Although some researchers have used a simple water‐equivalent phantom and a 2D array to perform dosimetric verification for respiratory‐gated radiotherapy, , such an approach lacks the complex human anatomical information. Recently, 3D printing technology has opened the possibility of customization of a wide variety of applications in the medical field. , It is capable of producing individualized lung‐mimicking phantoms and is therefore potentially useful for investigating the accuracy of respiratory‐gated radiotherapy using SyncTraX.

This study was conducted with the objective of assessing a developed novel dynamic moving phantom system that can reproduce patient 3D tumor motion and patient anatomy, and performing patient‐specific QA of respiratory‐gated radiotherapy using SyncTraX.

METHODS AND MATERIALS

Patients and treatment planning

Three patients, who underwent respiratory‐gated SBRT with SyncTraX for a lung tumor, were enrolled in a study by the institutional review board. Three or four fiducial markers with diameters of 1.5 mm (FMR‐201CR; Olympus Co., Ltd, Tokyo, Japan) were implanted close to the tumor in these patients. The clinical characteristics of the patients are summarized in Table 1. All patients were fixed in the supine position on an individualized vacuum pillow (Vac‐Lok system, Civico Medical Solution, Orange City, IA, USA) with their arms raised. For the treatment planning, breath‐hold CT scans were performed with a thickness of 2.0 mm using a 20‐slice CT scanner (SOMATOM Definition AS; Siemens Medical Solutions, Forchheim, Germany) under end‐exhalation, breath‐hold condition. The whole lung was scanned. Breath‐hold duration was about 15 s. The treatment plan was created using a radiation treatment planning system (TPS) (Eclipse version 15.1; Varian Medical Systems). The gross tumor volume was expanded by a margin of 5.0 mm to define the clinical target volume in most instances. Furthermore, a margin of 5.0 mm was added to create a planning target volume or to manually modify it. Six or seven small fields were created. Four of these fields were set to a noncoplanar beam arrangement, whereas the others were set to a coplanar beam arrangement. The beam arrangement is shown in detail in the result section. The prescribed dose was 4800 cGy or 5000 cGy in four or five fractions. The photon beam energy was set to 6 MV‐FFF. In the current version of TrueBeam and SyncTraX, the MV beam of the linac and kilovolt (kV) beam for fluoroscopy must be used simultaneously when the dose rate is greater than 600 MU/min. The MV scatter affects the kV fluoroscopy image quality during simultaneous MV beam and kV fluoroscopy. Therefore, the fiducial marker could not be tracked using the kV fluoroscopy image that is affected by MV scatter. The dose rate was set to 600 MU/min, which is the maximum dose rate that can be used in this combined system. Dose calculation was performed using the anisotropic analytical algorithm.

Table 1

Patients characteristics.

Pt. No.	Sex	Age	Tumor location	Prescribed dose (Gy)	Treatment energy	A (mm)
						LR (mm)	AP (mm)	SI (mm)	3D (mm)	3D TMD (mm)
1	F	81	LLL	10 Gy × 5 fr	6 MV‐FFF	1.7	5.6	17.2	18.2	11.5
2	M	66	RML	10 Gy × 5 fr	6 MV‐FFF	4.5	9.1	11.6	15.4	21.1
3	F	70	RUL	12 Gy × 4 fr	6 MV‐FFF	3.8	5.7	5.4	8.7	10.3

Abbreviations: 3D TMD, 3D tumor‐to‐tracked marker distance;A, peak‐to‐peak amplitude of respiration; AP, Anterior–posterior; F, Female; FFF, Flattening filter free; LLL, Left lower lobe; LR, Left–right; M, Male; RML, Right middle lobe; RUL, Right upper lobe; SI, Superior–inferior.
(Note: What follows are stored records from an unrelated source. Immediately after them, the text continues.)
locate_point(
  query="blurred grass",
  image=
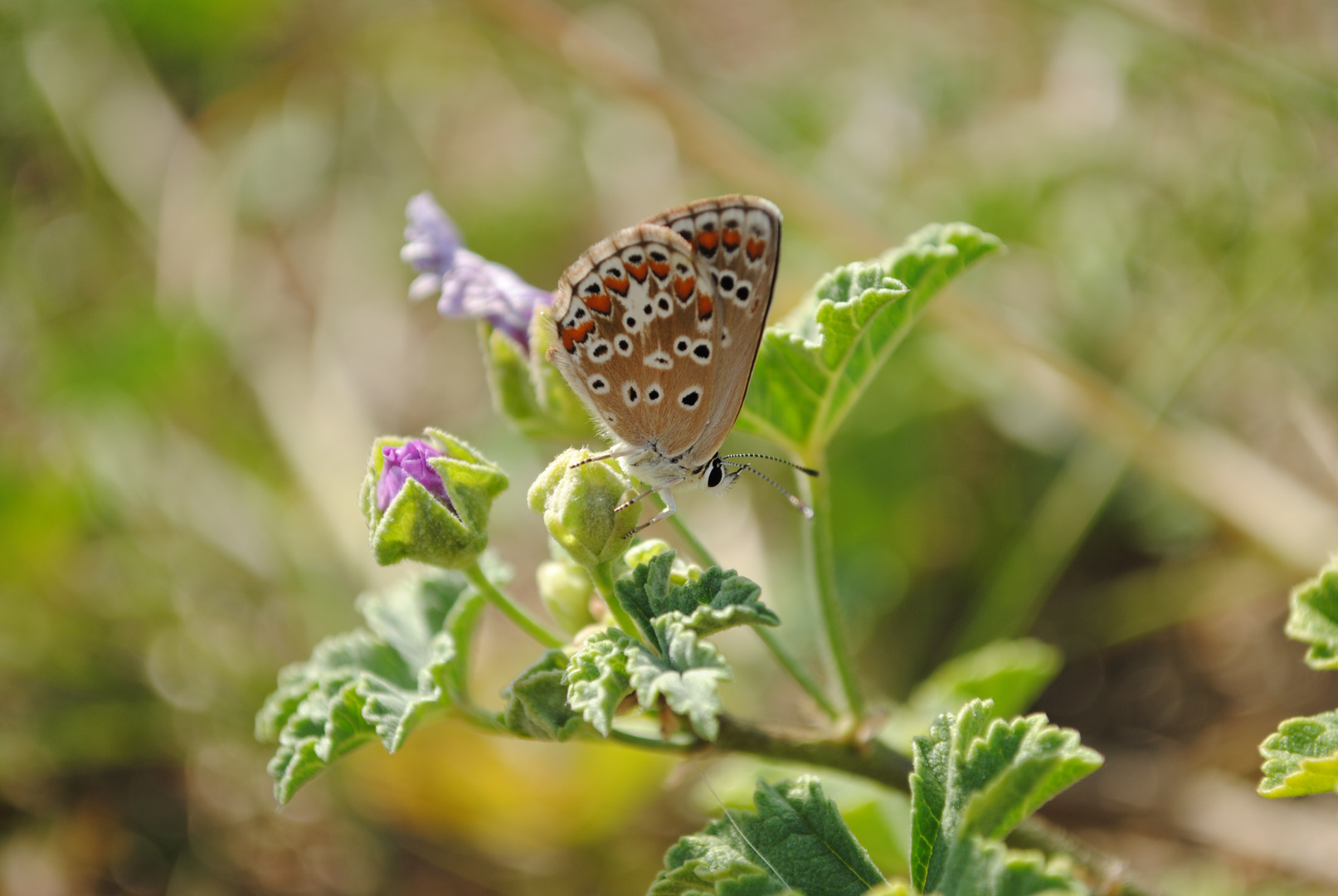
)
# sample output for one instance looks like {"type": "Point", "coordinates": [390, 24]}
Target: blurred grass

Patients treatment using respiratory‐gated radiotherapy using SyncTraX

Voice coaching was performed throughout patient positioning by a radiological technologist. First, the patient's position was setup at end‐exhalation based on the bone structure using an on‐board imaging (OBI) system at 0° and 90°. Second, the patient was setup at end‐exhalation based on a fiducial marker implanted near the lung tumor using the fluoroscopic images of SyncTraX. Respiratory‐gated radiotherapy was performed using TrueBeam and the SyncTraX system and the patients were treated during free breathing. The gating box was set to 4 mm.
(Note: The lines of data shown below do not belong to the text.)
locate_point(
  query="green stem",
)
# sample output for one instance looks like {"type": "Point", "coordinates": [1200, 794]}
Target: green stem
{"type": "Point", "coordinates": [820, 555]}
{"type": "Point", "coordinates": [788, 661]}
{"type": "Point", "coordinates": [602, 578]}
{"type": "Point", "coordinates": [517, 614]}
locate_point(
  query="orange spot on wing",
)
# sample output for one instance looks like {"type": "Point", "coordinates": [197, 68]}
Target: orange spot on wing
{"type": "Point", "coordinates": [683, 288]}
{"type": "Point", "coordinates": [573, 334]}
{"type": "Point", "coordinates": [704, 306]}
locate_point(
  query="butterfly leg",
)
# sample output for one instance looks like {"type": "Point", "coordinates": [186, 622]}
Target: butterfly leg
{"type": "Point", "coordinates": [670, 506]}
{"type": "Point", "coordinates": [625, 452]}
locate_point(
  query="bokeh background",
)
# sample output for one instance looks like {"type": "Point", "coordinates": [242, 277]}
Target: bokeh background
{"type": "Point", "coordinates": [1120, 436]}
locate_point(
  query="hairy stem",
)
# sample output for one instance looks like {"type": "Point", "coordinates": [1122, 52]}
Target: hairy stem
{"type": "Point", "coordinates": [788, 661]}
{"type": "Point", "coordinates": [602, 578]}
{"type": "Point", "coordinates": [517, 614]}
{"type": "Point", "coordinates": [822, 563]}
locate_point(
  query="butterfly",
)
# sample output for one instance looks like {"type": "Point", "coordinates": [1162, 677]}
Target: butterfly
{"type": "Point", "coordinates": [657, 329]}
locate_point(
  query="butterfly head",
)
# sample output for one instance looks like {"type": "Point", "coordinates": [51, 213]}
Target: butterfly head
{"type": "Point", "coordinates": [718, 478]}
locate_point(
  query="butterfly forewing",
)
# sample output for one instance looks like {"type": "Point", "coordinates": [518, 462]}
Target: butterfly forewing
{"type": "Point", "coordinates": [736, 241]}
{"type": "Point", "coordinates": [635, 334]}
Construction of dynamic robotic moving phantom

We focused on a robotic technique to reproduce the 3D respiratory motion. The dynamic robotic moving phantom consisted of a 6‐axis robot manipulator (MZ07‐1; Nachi‐Fujikoshi Co., Ltd., Tokyo, Japan) with a repetitive positioning accuracy of 0.02 mm and a maximum reach 723 mm. Table 2 summarizes the technical specification of the 6‐axis robot manipulator used in this study. J (i = 1,2, … ,6) in the table denotes the i‐th joint axis. Figure 2 shows a photograph of the novel dynamic robotic moving phantom and experimental setup. The robot manipulator was immobilized on a treatment couch. The posture of the manipulator was designated as shown in Fig. 2. This was decided to avoid beam attenuation by robotic arm when the noncoplanar beam was used for treatment. A water‐equivalent phantom (WEP) weighing 6.1 kg (I'mRT; IBA Dosimetry GmbH, Schwarzenbruck, Germany) was set at the tip of the robotic arm. The allowable payload of the robot manipulator was larger than the load of the WEP. The total weight of the robotic manipulator and the WEP was well within the treatment couch's limits. The three axes of motion were along the left–right (LR, X), superior–inferior (SI, Y), and anterior–posterior (AP, Z) directions.

Table 2

Technical specification of robot manipulator. J (i = 1,2, … ,6) in the table denotes the i‐th joint axis.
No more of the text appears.